Diagnostic errors may be the biggest threat to patient safety in New Jersey and throughout the country today. Many people cannot reconcile how this possible in this age of modern medicine, as technology has advanced to provide medical screenings for almost every known disease. But, as we discussed previously, part of the problem is that technology driven medical tests are getting in the way of the clinical assessments performed by physicians.
What this means is that many doctors are performing a staggering number of diagnostic lab and technology-based tests, relying less and less on cues from their own knowledge and patient interaction. Take, for example, the case of a young girl that was recently covered by the Poughkeepsie Journal.

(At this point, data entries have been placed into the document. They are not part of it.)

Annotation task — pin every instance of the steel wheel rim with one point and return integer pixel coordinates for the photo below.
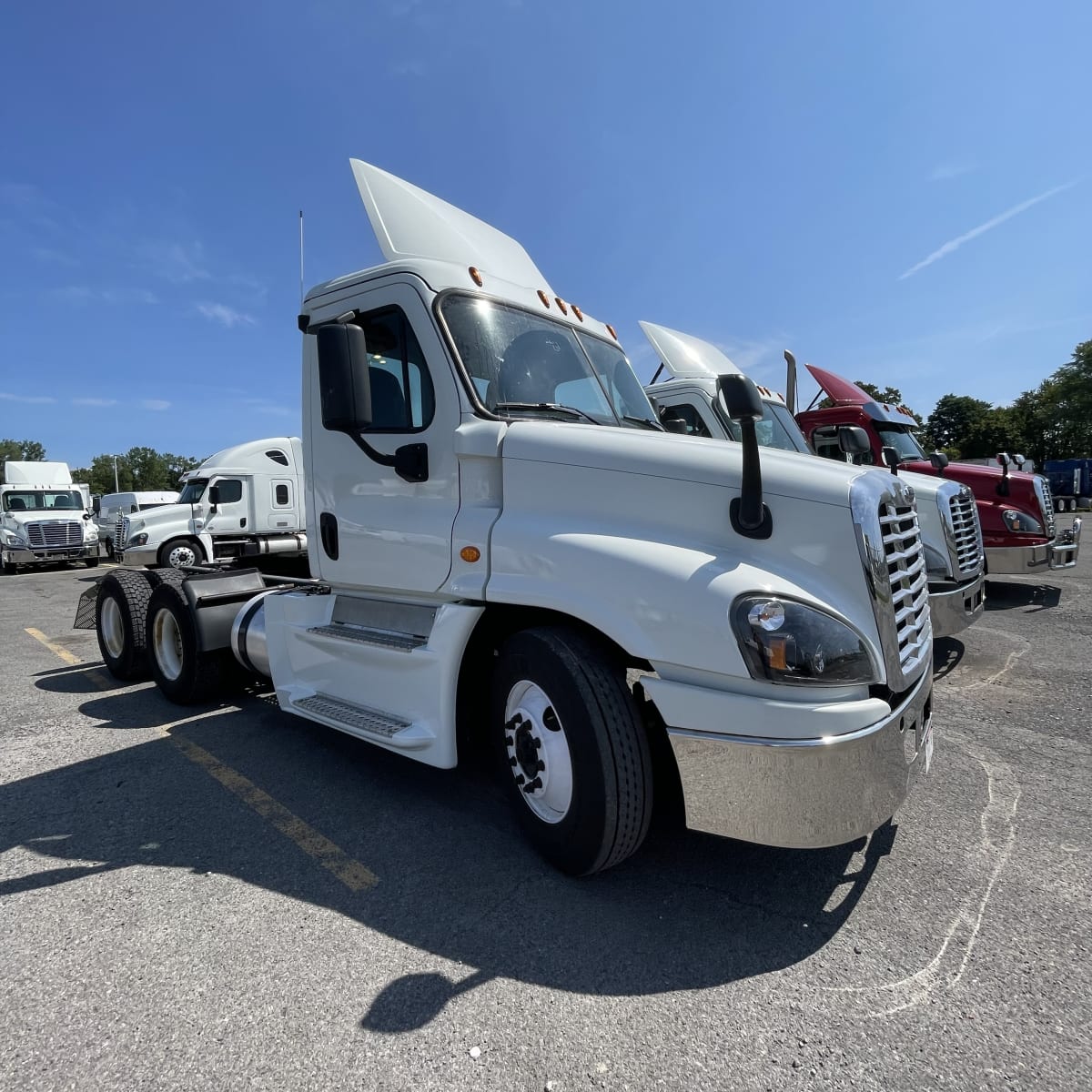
(112, 627)
(180, 556)
(538, 752)
(167, 643)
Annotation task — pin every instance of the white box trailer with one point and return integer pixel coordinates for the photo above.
(501, 535)
(45, 517)
(244, 501)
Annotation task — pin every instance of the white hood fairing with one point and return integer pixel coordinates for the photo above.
(632, 529)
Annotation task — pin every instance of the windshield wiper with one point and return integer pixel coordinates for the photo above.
(555, 407)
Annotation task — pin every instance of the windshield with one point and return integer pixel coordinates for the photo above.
(43, 500)
(776, 430)
(521, 363)
(192, 491)
(901, 440)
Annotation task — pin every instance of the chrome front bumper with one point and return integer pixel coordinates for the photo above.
(954, 609)
(30, 555)
(136, 557)
(806, 793)
(1060, 554)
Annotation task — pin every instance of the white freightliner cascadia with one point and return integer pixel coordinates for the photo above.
(945, 511)
(44, 517)
(243, 501)
(498, 530)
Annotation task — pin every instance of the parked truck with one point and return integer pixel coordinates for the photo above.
(241, 502)
(44, 517)
(945, 511)
(1070, 481)
(502, 539)
(1015, 509)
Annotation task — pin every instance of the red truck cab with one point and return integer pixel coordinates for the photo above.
(1015, 508)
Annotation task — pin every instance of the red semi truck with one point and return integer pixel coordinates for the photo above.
(1016, 511)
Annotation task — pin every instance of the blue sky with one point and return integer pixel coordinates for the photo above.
(898, 192)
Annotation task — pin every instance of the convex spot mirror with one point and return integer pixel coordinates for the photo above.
(344, 379)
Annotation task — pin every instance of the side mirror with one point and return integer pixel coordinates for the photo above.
(749, 516)
(344, 379)
(853, 440)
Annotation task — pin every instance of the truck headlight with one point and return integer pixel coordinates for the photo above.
(1021, 522)
(784, 642)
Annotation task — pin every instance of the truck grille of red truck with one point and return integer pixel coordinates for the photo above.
(967, 535)
(50, 534)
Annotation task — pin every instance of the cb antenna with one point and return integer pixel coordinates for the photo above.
(301, 259)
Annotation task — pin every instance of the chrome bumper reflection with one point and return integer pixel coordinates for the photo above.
(954, 610)
(805, 793)
(1060, 554)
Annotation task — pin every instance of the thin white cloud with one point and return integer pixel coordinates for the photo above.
(954, 245)
(945, 172)
(37, 399)
(227, 316)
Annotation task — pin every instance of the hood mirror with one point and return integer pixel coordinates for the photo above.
(749, 516)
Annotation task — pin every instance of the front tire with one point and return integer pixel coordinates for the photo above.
(181, 670)
(573, 753)
(119, 623)
(180, 552)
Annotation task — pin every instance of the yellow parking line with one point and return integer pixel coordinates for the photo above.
(355, 876)
(332, 857)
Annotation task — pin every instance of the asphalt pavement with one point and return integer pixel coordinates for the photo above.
(228, 896)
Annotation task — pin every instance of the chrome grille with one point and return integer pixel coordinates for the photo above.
(910, 582)
(55, 534)
(1046, 503)
(966, 532)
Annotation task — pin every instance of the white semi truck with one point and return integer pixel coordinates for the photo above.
(945, 511)
(502, 539)
(243, 501)
(45, 517)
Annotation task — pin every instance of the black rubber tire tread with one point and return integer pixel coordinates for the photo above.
(131, 590)
(165, 550)
(203, 674)
(612, 774)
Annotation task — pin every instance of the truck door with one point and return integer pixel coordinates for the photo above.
(369, 528)
(232, 508)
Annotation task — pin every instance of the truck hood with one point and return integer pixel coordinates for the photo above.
(681, 458)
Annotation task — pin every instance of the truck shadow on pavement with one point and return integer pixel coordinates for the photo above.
(1005, 596)
(454, 877)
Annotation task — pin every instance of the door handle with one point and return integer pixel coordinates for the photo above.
(328, 532)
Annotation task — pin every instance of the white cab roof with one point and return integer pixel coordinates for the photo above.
(686, 356)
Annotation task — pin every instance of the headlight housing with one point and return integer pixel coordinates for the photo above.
(1021, 522)
(785, 642)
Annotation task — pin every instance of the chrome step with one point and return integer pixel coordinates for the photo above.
(358, 720)
(363, 634)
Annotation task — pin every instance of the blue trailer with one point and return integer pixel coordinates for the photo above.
(1070, 483)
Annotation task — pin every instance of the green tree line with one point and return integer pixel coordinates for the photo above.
(139, 469)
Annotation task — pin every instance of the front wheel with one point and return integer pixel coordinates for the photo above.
(572, 748)
(181, 670)
(181, 552)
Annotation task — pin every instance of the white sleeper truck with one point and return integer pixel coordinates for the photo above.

At the age of 4, the girl was experiencing fevers and her mother took her to see a doctor. After basic blood work failed to lead to a diagnosis, the girl was directed to a genetic testing center in another state to be tested for Familial Mediterranean Fever, an inflammatory disorder for which there is no cure. She tested positive and started a painful series of treatment.
Later, it turned out that the lab had mixed up the girl’s results with those of another patient. She did not have Familial Mediterranean Fever. She just had the same problem many kids have when they suffer from a sore throat and fevers–she needed to have her tonsils removed.
While this child’s 1 ½-year ordeal resulted in prolonged physical and emotional pain, lab mix-ups and misread test results can lead to far worse outcomes in some cases.
Many medical tests are legitimately necessary, but unfortunately a vast number of tests are the results of defensive medicine; a doctor trying to cover all of the bases to avoid lawsuits rather than do what he or she knows is best for the patient. Of course, defensive medicine is ironic because each test involves the introduction of a new chance of error.
As both statistical evidence and this Poughkeepsie case suggest, more testing is not always better for the patient. What is better are skilled medical assessments and care focused on patient safety.